In the single-species damage scenario, all three ML models (RF, SVM, and ANN) achieved perfect accuracy (OA—100%, Kappa—1) in identifying specific pest species from background noise in both D1 and D2 (Figure 5a–f; Figure 6a–f). Moreover, under co-infestation scenarios and when mixed signals were added to datasets, background noise was still completely distinguished from larval feeding vibration signals (Figure 5g–l; Figure 6g–l).
Figure 5. Confusion matrices of machine learning models based on acoustic feature variables for species classification of P. orientalis wood-boring pests.
Figure 6. Confusion matrices of machine learning models based on acoustic feature variables for species classification of F. chinensis wood-boring pests.
In the co-infestation scenarios without mixed signals, the OAs of the three ML models decreased slightly. Notably, the model recognition accuracy in D1 (OA: 93.33–100.00%; Kappa: 0.9–1) was generally higher than that in D2 (OA: 73.33–83.33%, Kappa: 0.6–0.825) (Figure 5m–o; Figure 6m–o). This discrepancy might be attributed to the more distinct differentiation in feeding vibration signals between S. bifasciatus and P. aubei, compared to the relatively similar signals produced by A. planipennis and S. insularis. Particularly, in SVM and ANN models, a large number of S. insularis signals (4–16 samples) were misclassified as A. planipennis signals (Figure 6g–i).
In the co-infestation scenarios with mixed signals, the recognition accuracy of all three models in D1 and D2 significantly decreased. Specifically, in D1, the OAs dropped from 93.33–100.00% (Kappa: 0.9–1) to 67.5–71.25% (Kappa: 0.5667–0.6167), representing a nearly 30% decrease (Figure 5m–o). In D2, the OAs dropped from 73.33–83.33% (Kappa: 0.6–0.825) to 63.75–72.5% (Kappa: 0.5167–0.6333), representing a nearly 10% decrease (Figure 6m–o). This accuracy decline could be attributed to the overlap of two types of feeding vibration signals, where stronger signals masked weaker ones, resulting in mixed signals. These mixed signals exhibited characteristics similar to the stronger signals, leading to misclassification and reduced model accuracy. For example, in models built with D1, a large number of mixed signals (M1) were misclassified as S. bifasciatus signals (Figure 5j–l), significantly lowering the OA and Kappa coefficient. Although this misclassification did not affect the model’s ability to detect and identify the S. bifasciatus signals, it resulted in the P. aubei signals being missed. In Dataset 2, the feature similarity between some A. planipennis signals and S. insularis signals caused the mixed signals (M2) to be misclassified as either A. planipennis signals (4–8 samples) or as S. insularis signals (3–10 samples) (Figure 6j–l).
In summary, under the single-species infestation scenarios, the three ML models (RF, SVM, and ANN) based on seven feature variables demonstrated robust performance in accurately identifying target pest signals. In the co-infestation scenarios without mixed signals, although the overall classification accuracy of these models declined, the RF models still maintained relatively high accuracy in distinguishing between the feeding vibration signals of two pest species. However, when two pest species fed simultaneously and generated mixed signals, the OAs of all three models dropped below 75%, struggling to detect the presence of the pest with weaker signals. Therefore, it was necessary to introduce higher-performance models to mitigate this issue of miss detection and to enhance the classification accuracy in co-infestation scenarios involving mixed signals.

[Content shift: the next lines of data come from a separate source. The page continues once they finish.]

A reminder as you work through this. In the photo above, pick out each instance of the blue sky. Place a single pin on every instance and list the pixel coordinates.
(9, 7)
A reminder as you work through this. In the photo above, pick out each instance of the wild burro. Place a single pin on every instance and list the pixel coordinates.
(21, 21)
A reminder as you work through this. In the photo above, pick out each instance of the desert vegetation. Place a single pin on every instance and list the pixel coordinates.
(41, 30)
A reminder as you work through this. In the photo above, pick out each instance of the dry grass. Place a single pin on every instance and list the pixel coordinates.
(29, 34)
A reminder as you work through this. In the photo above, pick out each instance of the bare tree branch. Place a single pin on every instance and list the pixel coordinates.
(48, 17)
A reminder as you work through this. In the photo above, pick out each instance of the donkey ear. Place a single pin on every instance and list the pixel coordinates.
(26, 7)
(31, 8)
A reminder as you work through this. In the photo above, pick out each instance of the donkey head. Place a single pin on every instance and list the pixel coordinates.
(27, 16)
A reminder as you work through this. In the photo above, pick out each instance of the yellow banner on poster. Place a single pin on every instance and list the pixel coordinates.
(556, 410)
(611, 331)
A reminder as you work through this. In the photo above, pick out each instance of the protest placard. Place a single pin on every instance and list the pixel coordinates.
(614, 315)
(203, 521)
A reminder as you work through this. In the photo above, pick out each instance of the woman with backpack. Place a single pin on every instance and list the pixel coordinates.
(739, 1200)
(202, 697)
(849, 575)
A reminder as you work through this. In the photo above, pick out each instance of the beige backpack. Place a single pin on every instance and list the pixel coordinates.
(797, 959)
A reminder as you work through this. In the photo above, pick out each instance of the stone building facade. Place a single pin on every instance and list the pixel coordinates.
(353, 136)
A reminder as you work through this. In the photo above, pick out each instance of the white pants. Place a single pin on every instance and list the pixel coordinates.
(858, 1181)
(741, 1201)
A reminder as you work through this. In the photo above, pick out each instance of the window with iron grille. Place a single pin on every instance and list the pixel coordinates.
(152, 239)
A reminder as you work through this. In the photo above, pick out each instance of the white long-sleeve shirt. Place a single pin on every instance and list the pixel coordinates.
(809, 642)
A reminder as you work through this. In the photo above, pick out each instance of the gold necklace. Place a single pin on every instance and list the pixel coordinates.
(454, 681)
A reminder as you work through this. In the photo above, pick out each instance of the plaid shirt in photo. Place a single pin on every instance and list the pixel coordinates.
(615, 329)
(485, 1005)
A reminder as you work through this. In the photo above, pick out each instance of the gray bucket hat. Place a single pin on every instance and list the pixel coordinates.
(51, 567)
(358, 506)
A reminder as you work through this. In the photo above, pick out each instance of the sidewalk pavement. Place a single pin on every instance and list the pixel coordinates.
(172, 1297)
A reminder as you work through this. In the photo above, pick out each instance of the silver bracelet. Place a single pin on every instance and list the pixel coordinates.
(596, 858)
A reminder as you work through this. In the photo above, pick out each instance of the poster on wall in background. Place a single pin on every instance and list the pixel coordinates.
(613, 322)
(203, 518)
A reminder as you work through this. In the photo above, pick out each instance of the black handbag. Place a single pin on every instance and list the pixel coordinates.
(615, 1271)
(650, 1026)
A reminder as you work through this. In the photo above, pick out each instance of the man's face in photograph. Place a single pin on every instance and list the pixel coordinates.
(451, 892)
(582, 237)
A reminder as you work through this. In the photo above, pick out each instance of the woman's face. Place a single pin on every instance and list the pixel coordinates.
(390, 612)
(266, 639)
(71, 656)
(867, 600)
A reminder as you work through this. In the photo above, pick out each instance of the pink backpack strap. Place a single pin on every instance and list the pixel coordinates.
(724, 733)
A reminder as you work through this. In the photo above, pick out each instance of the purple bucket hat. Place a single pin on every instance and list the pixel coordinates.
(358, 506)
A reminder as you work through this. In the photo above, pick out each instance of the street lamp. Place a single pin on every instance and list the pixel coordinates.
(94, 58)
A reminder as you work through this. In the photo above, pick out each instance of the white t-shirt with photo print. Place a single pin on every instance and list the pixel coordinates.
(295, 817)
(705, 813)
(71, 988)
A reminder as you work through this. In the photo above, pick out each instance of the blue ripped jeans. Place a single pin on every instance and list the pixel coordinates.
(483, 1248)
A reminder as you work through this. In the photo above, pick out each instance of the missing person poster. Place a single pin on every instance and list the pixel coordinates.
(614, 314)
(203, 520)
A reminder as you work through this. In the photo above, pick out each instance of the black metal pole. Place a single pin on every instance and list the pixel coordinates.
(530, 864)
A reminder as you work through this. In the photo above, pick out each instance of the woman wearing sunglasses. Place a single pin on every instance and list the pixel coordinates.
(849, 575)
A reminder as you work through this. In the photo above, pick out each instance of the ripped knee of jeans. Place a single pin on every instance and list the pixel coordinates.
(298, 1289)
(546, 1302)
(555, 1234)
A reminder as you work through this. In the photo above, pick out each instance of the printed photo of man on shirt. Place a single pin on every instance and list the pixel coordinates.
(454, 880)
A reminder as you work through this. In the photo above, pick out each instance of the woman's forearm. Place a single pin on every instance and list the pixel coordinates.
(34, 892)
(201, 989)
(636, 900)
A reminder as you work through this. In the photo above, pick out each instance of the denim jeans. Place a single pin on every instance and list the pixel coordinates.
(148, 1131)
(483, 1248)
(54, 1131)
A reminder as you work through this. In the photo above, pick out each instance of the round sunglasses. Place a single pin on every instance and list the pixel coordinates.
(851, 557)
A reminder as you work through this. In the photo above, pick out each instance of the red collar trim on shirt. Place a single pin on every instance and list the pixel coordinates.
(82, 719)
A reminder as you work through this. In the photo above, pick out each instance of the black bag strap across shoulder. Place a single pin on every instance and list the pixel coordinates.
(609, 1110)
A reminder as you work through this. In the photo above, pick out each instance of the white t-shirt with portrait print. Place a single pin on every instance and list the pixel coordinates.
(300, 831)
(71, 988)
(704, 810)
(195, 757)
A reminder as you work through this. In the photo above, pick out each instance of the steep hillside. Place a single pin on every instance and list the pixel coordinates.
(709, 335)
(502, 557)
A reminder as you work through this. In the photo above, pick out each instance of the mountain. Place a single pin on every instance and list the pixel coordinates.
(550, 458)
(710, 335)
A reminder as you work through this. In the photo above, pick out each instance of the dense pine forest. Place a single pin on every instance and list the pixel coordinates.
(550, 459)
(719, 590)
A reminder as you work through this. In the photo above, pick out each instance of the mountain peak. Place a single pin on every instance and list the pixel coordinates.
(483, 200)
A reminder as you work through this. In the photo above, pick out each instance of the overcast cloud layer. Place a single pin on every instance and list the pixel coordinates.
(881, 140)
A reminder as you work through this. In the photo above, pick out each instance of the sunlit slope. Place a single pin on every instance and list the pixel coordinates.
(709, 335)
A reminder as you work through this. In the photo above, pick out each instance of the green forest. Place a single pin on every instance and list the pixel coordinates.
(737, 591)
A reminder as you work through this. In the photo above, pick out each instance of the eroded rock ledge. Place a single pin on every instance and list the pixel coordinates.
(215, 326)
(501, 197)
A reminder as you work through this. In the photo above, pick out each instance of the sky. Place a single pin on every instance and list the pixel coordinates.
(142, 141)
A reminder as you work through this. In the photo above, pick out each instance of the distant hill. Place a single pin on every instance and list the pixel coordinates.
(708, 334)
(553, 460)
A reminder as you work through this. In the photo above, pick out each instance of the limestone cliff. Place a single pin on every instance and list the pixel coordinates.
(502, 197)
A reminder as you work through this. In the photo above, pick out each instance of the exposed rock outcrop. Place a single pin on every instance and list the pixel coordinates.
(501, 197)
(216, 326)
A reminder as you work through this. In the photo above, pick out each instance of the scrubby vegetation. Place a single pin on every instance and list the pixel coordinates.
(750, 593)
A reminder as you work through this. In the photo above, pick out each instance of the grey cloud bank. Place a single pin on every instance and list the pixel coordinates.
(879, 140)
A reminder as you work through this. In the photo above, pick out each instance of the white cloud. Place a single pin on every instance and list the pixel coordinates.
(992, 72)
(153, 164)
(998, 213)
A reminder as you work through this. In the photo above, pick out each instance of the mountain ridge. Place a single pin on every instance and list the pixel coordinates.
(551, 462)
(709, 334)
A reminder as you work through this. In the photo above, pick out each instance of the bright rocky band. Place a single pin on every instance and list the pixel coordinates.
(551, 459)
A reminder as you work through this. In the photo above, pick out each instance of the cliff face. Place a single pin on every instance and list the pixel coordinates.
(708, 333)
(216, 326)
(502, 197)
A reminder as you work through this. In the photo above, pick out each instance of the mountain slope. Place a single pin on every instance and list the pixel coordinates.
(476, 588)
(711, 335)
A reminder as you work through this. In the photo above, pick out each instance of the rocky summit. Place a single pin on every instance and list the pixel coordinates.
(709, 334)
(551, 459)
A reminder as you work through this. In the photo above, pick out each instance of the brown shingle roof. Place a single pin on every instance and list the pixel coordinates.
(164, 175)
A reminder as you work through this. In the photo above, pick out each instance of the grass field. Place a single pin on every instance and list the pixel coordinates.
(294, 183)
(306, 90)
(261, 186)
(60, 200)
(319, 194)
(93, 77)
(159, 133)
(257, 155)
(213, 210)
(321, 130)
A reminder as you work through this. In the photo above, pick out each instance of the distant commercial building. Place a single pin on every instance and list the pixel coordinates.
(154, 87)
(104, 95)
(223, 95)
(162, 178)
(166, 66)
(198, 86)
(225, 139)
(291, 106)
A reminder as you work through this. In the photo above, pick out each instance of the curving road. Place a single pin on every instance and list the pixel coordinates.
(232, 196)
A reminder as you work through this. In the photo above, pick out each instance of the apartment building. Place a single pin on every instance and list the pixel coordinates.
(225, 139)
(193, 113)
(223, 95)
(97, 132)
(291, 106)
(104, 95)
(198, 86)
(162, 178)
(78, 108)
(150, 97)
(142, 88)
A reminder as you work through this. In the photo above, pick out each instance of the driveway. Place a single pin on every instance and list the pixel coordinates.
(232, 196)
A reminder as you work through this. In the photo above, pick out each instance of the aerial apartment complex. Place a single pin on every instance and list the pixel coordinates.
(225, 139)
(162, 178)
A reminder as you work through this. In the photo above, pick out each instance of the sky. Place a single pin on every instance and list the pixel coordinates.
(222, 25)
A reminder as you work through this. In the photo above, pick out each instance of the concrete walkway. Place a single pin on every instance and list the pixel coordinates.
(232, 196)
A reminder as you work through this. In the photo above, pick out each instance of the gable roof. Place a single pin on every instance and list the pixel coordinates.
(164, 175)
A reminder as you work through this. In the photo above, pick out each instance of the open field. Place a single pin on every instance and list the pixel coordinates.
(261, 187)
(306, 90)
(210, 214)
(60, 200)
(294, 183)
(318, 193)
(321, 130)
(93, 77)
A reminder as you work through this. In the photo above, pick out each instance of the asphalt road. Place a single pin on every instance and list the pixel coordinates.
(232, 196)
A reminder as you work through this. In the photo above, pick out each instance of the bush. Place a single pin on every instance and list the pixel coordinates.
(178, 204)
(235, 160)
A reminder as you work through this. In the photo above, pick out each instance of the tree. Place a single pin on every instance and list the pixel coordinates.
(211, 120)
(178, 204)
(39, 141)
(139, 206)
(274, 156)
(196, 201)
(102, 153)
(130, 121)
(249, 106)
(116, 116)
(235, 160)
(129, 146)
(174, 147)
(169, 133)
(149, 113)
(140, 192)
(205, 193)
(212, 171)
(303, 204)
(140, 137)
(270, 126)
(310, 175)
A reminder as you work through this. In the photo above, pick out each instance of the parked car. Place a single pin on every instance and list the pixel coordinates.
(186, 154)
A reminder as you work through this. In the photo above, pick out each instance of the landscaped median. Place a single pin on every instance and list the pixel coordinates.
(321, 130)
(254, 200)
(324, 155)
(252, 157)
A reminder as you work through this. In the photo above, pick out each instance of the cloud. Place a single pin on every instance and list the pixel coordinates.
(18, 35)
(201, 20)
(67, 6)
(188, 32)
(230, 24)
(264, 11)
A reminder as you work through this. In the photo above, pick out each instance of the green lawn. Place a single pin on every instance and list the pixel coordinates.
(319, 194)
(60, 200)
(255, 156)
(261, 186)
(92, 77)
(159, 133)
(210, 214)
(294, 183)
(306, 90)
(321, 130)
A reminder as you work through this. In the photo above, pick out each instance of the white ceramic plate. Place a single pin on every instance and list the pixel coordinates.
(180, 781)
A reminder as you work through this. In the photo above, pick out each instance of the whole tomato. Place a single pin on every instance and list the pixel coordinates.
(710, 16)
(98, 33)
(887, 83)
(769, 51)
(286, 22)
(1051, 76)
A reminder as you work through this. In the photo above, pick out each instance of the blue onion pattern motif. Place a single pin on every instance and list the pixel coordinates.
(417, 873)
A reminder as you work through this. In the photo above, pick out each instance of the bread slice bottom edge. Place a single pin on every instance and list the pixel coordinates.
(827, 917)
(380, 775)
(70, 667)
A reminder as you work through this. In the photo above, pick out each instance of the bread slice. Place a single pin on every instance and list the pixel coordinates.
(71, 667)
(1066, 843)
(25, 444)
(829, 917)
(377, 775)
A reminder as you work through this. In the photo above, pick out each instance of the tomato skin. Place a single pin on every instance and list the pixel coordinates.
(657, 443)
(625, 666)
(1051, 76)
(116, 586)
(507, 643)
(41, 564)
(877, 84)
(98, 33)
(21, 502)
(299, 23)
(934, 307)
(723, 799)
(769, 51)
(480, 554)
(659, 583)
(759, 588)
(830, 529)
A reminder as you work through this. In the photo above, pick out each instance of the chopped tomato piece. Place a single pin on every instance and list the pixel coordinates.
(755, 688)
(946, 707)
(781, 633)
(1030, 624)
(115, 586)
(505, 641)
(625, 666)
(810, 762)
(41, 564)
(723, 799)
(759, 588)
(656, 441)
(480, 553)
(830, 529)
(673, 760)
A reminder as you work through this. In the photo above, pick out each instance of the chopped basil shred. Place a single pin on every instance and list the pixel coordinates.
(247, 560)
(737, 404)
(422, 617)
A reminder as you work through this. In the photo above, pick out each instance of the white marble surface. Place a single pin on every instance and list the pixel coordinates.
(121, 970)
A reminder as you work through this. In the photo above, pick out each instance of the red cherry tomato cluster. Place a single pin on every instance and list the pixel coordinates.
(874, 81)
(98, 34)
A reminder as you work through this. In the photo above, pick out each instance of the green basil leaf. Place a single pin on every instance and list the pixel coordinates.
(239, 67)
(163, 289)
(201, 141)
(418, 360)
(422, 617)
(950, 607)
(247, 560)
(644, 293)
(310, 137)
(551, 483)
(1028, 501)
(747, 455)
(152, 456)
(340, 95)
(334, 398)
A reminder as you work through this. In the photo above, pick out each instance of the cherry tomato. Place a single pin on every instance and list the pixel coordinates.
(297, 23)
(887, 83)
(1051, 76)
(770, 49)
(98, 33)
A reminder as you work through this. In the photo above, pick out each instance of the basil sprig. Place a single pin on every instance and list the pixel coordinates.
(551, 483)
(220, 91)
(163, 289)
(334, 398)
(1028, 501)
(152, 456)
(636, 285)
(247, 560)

3.3. Classification Accuracy of Deep Learning Models Based on Spectrograms

To address the issue of miss detection in co-infestation scenarios with mixed signals, this study further introduced three DL models (AlexNet, ResNet, and VGG) based on acoustic spectrograms, aiming to improve classification accuracy. As shown in Figure 7, the loss function curves of the three deep learning models (AlexNet, ResNet, and VGG) trained on Dataset 1 and Dataset 2 demonstrated no significant overfitting. In both Datasets, the training loss and test loss decreased steadily and remained close. Specifically, in Dataset 1, the loss values of the three models stabilized when the epoch reached 50 (Figure 7a), while in Dataset 2, the loss values stabilized at epoch 30 (Figure 7b). The models generally exhibited good generalization ability. These observations indicated that the models generally possess good generalization ability.
Figure 7. Loss function curve of three deep learning models trained by Dataset 1 and Dataset 2.
The results demonstrated a significant improvement in model accuracy. In D1, the OAs increased from 68.75–71.25% to 82.5–88.75%, while the Kappa coefficients improved from 0.5667–0.6167 to 0.7883–0.8691 (Figure 8g). Similarly, in D2, the OAs increased from 63.75–72.5% to 77.5–85.0%, and the Kappa coefficients improved from 0.5167–0.6333 to 0.7444–0.8199 (Figure 8h).
Figure 8. Confusion matrices of deep learning models based on spectrograms for species classification of P. orientalis and F. chinensis wood-boring pests.
This improvement highlighted the effectiveness of three DL models in enhancing model performance under co-infestation scenarios involving mixed signals, such as the correct identification of 14–19 mixed-signal samples in D1 (Figure 8a–c) and 11–19 samples in D2 (Figure 8d–f). Furthermore, while effectively reducing the interference from mixed signals, the models maintained high accuracy in identifying specific pest signals. Notably, ResNet outperformed AlexNet and VGG in both D1 and D2, rendering it a preferable choice for the detection of wood-boring pest signals.

4. Discussion

4.1. Factors Affecting Model Accuracy

The characteristics of insect acoustic signals are strongly influenced by species, growth stage, size, and the mechanisms and locations of sound production [8]. For wood-boring pests, signal production is closely linked to larval feeding activity: as larvae bore within the host tree trunk, fracturing wood fibers generates mechanical vibrations, producing feeding vibrations [8,10]. Consequently, factors such as larval species, feeding organ morphology, location within the wood (e.g., phloem vs. xylem), and host wood hardness significantly shape the characteristics of these feeding vibrations.
Comparisons of model accuracy between D1 and D2 revealed generally lower classification accuracy in D2. This reduction in accuracy may stem from two primary factors: interference from mixed signals and the misclassification of signal samples. For instance, some S. insularis feeding signals were misclassified as A. planipennis signals. This is likely attributable to the dispersed and uneven feeding sites of S. insularis larvae, which resulted in significant variations in the time-frequency characteristics of their recorded feeding signals. Consequently, when A. planipennis and S. insularis larvae concurrently bored and fed within the same wood location, the feeding signals they generated exhibited highly similar characteristics, thereby increasing the likelihood of model misclassification. Additionally, in the future, we will revisit and analyze signals containing trains of pulses rather than 30 ms periods. The differences in temporal patterns between consecutive pulses generated by different pest species, especially those from different genera, are likely to provide more distinctive and robust features for classification algorithms, potentially mitigating the interference of mixed signals.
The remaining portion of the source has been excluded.